It is really difficult to talk about compassion.
Let's say first that compassion is not pity or mercy.
It's something more deep, it's something we often (or sadly always) are not capable to see, because we are overwhelmed by our personal problems (work, family, religion).
We are always somewhere else and never focused on what we are doing or where we are or whom we are with.
It is a sort of distraction which is coming from the thought process.
But if we could see what we are deeply, feeling ourselves with every fiber, every cell, we will see the others too, with all thier stuff: tragedy, passion, egoism, evil, judgement and so on.
If we can see the tragedy of separation of everthing, the division between men and the conflict that this division consquently carry on, we can see a different form of love.

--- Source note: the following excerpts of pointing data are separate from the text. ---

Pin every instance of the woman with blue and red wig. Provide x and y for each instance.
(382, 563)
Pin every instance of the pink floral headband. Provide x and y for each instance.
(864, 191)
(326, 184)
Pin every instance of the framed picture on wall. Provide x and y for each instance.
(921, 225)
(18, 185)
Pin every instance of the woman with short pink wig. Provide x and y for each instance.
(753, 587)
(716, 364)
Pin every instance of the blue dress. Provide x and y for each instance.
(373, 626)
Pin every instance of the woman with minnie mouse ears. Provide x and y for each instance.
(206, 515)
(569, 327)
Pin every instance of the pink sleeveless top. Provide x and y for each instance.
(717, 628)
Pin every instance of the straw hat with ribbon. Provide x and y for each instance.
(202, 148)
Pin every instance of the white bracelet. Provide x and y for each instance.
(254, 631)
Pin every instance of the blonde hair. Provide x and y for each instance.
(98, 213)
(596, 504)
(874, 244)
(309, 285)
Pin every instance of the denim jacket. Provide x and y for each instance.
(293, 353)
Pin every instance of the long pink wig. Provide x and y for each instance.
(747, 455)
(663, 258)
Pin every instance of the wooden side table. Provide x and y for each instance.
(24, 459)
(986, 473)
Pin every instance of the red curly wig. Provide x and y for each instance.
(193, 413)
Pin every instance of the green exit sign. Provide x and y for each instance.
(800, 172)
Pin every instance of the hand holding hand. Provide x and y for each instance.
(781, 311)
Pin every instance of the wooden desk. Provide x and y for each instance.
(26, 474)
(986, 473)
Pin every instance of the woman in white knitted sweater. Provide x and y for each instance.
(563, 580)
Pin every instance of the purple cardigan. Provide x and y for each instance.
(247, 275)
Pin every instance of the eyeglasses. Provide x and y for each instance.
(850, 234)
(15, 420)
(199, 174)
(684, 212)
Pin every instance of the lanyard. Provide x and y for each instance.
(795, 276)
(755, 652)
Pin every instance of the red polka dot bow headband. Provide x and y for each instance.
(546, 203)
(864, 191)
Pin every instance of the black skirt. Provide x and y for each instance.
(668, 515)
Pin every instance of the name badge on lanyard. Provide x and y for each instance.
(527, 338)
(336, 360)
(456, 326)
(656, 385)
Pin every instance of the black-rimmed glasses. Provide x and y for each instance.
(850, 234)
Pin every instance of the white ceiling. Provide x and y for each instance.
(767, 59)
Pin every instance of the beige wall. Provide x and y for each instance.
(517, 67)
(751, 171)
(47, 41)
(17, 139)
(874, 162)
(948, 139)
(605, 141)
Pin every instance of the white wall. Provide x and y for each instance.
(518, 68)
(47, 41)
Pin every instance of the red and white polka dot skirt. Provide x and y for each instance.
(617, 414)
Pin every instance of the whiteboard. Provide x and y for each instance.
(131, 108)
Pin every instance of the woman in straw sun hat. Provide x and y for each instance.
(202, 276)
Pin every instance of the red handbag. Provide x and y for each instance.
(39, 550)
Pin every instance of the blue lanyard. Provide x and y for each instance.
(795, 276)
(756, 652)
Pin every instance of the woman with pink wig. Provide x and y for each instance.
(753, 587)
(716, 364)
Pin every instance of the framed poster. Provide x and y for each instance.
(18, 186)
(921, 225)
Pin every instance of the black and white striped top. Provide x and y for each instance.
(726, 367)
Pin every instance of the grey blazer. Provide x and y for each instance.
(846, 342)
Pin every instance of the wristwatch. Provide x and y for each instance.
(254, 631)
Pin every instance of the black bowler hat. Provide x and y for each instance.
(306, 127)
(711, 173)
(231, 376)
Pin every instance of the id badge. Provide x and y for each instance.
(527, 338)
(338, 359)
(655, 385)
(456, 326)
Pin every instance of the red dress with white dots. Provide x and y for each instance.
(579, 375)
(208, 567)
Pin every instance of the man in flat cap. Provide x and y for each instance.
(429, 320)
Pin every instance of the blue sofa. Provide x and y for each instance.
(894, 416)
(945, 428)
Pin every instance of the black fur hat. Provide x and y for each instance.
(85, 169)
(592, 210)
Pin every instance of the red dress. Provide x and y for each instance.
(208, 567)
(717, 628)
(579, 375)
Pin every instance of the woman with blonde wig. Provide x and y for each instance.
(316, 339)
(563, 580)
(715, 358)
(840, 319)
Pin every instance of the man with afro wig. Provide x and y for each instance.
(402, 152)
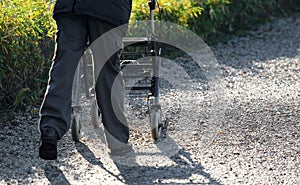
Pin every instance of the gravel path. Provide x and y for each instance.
(256, 141)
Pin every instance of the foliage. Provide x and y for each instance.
(27, 35)
(214, 19)
(26, 45)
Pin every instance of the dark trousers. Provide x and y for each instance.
(73, 34)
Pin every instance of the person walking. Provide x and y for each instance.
(80, 22)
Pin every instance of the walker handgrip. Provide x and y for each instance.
(151, 4)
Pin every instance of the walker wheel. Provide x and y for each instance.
(76, 126)
(155, 125)
(94, 112)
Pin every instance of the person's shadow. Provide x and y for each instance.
(55, 175)
(133, 173)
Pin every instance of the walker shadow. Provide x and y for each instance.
(182, 171)
(87, 154)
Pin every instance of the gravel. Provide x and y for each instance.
(248, 132)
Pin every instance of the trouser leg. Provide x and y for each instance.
(109, 83)
(71, 39)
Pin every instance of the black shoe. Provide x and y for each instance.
(48, 144)
(121, 150)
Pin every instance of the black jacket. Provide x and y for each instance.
(116, 12)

Not the passionate love of a "soulmate" which is the expression of the "self" that is the main responsible of our daily and personal dramas, but a different kind of love which means a deep comprehension, a deep understanding of what we really are.
Not the image of my wife, for example (just an example, i don't have a wife :laugh

, the image of the jealousy that passion carries. But the simple truth which means no separation, no judgement, no prejudice, no religion.
Religions are the opposite of compassion because every religion is a construction of thought. A consturction based on culture, books, knowledge (which comes from both) and that is not at all the truth. It's like a cards castel. You can lose yourself in.
Freedom from schematics, from knowledge, from fear (fear is also the opposite of compassion) and so on, brings you to it.
When and if we see compassion we feel lighter and free and we can see things for what they are and not for what we think they are.
If we have the intelligence to get away from a physical danger like a car or a train coming to us, why aren't we able to do the same for the rest? Are we able to recognize a danger, psychologically, and do the necessary action?
Or are we trapped in the storm of thought that prevents us from seeing a danger real like a truck coming in our direction?
This is compassion. It's just something we don't see.